Meta/crypto

What are wash trading and money laundering in NFTs?

NFT wash trading is a problem for investors, the global community, collectors and traders because these participants use less liquid nonfungible tokens to manipulate the price of an asset.

Due diligence has become more difficult as investors have been forced to rely on measurable statistics, making wrong investment decisions. To encourage NFT investments and prevent NFT scams, discrepancies in the data must be investigated by specialists. Additionally, NFT crimes hit the NFT community the hardest. Regulators and proponents of mainstream financial services can now use wash trading to combat decentralization.

Collectors and traders, likewise, are unable to make an informed judgment. When deceptive facts and history mislead people regarding a piece of art or collectible, it is simple for them to make rash decisions. So, with the NFT markets being impacted by wash trading, is there any way to spot it in the first place?

There is no price or volume history associated with new coins when they are introduced to the market.
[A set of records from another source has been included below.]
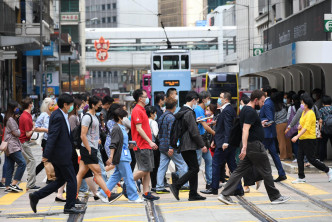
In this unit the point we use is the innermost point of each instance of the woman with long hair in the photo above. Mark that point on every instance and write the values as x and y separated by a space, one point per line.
14 149
307 141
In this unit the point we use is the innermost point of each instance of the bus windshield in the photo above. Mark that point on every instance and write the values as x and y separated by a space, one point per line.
218 83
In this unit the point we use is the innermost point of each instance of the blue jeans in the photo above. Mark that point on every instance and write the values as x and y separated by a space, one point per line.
208 164
123 169
13 158
163 166
270 145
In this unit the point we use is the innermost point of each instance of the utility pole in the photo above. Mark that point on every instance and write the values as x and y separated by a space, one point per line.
60 65
41 70
69 72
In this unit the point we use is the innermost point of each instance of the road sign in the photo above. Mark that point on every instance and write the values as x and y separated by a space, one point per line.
258 51
328 22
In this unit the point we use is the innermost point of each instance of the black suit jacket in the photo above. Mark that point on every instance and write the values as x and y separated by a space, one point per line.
58 148
224 126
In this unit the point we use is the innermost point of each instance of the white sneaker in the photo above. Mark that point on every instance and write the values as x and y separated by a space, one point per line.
138 200
281 200
329 174
102 198
226 199
298 180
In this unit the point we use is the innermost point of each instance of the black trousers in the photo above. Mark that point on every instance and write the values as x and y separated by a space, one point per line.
63 174
40 166
307 148
256 156
323 146
153 174
190 157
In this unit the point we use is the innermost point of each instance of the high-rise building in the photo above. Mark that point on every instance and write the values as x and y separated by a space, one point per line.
181 13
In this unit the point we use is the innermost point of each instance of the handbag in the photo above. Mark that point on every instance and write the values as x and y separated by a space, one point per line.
3 146
49 171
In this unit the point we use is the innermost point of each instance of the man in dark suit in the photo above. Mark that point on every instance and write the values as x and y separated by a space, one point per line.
58 151
224 153
267 113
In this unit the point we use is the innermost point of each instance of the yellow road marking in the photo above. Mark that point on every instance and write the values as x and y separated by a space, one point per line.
9 198
305 187
115 216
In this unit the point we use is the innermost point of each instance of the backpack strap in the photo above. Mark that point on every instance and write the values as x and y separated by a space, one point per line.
90 118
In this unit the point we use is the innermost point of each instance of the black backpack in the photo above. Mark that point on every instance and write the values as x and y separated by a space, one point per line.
76 133
178 129
327 125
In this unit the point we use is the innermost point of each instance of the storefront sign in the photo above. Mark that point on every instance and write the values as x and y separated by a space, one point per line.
307 25
328 22
102 49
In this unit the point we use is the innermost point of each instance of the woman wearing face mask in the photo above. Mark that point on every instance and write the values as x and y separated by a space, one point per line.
13 152
307 141
42 125
120 158
151 111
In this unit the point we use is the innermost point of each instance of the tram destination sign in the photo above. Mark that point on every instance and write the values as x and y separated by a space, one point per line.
171 82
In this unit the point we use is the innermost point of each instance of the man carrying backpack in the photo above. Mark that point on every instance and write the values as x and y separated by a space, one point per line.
167 153
326 121
190 141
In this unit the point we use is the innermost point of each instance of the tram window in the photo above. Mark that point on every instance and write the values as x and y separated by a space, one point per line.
156 62
182 98
184 62
170 62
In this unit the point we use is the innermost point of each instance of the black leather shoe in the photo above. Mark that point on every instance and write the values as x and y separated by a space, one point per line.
196 197
79 203
174 191
33 202
73 210
280 178
59 200
210 191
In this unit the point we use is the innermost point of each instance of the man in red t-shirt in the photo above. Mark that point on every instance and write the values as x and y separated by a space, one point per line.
141 133
27 128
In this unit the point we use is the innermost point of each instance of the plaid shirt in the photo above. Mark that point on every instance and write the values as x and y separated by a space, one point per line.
165 123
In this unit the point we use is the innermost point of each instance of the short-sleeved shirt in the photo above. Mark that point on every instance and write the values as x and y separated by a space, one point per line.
139 116
25 125
249 116
93 131
325 111
308 122
200 113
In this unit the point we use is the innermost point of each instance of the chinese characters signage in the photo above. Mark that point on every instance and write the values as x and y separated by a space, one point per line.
70 17
102 47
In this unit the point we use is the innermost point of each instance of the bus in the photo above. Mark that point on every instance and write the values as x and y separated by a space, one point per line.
218 82
146 84
170 69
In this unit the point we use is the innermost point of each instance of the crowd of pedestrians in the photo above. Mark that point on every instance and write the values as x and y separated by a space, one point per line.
85 136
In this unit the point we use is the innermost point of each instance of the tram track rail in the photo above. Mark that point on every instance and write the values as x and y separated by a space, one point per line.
320 203
153 212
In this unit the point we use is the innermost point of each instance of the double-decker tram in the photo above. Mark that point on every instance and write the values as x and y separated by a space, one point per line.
170 69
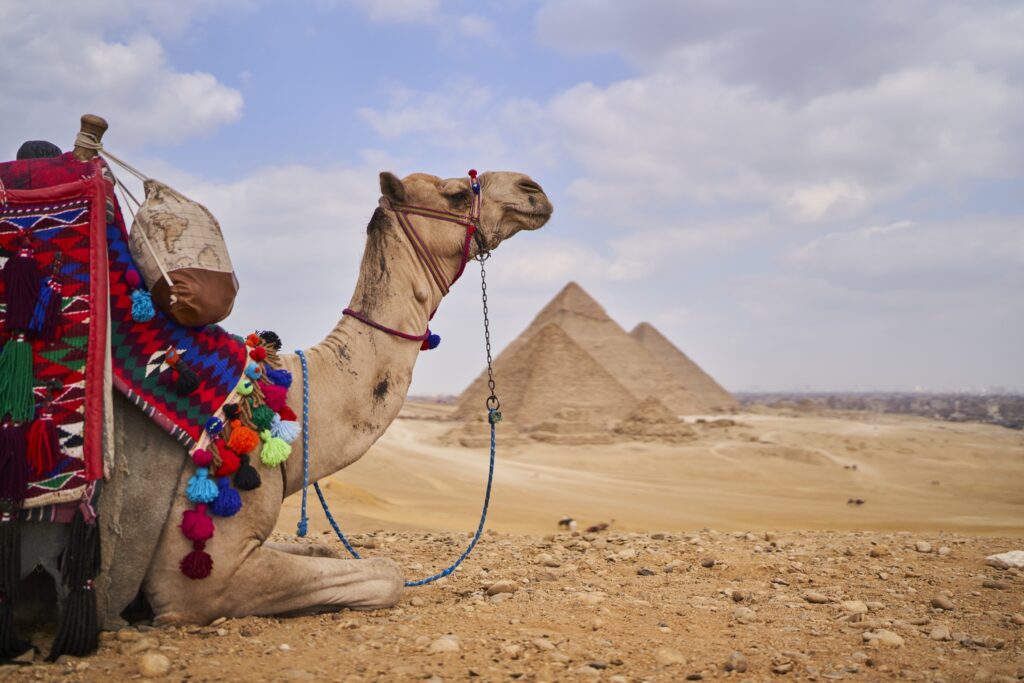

As a result, developers or other insiders may participate in wash trading to deceive participants about the coin’s true worth. Therefore, avoid investing in those kinds of projects.

Moreover, many NFTs have no trading volume or investor interest. As a result, NFT owners can readily participate in wash trading to entice naïve purchasers to buy the NFT at an exorbitant price. Therefore, avoiding newly-issued small-cap cryptos and NFTs is the most significant way to prevent wash trading.

A trader must choose more established cryptocurrencies with a higher volume to avoid becoming a victim of wash trading. The broader the market, the more money scammers will need to manipulate it. For instance, already established cryptos like Bitcoin (BTC) or Ethereum, which are worth hundreds of billions of dollars, make crimes like wash trading incredibly challenging.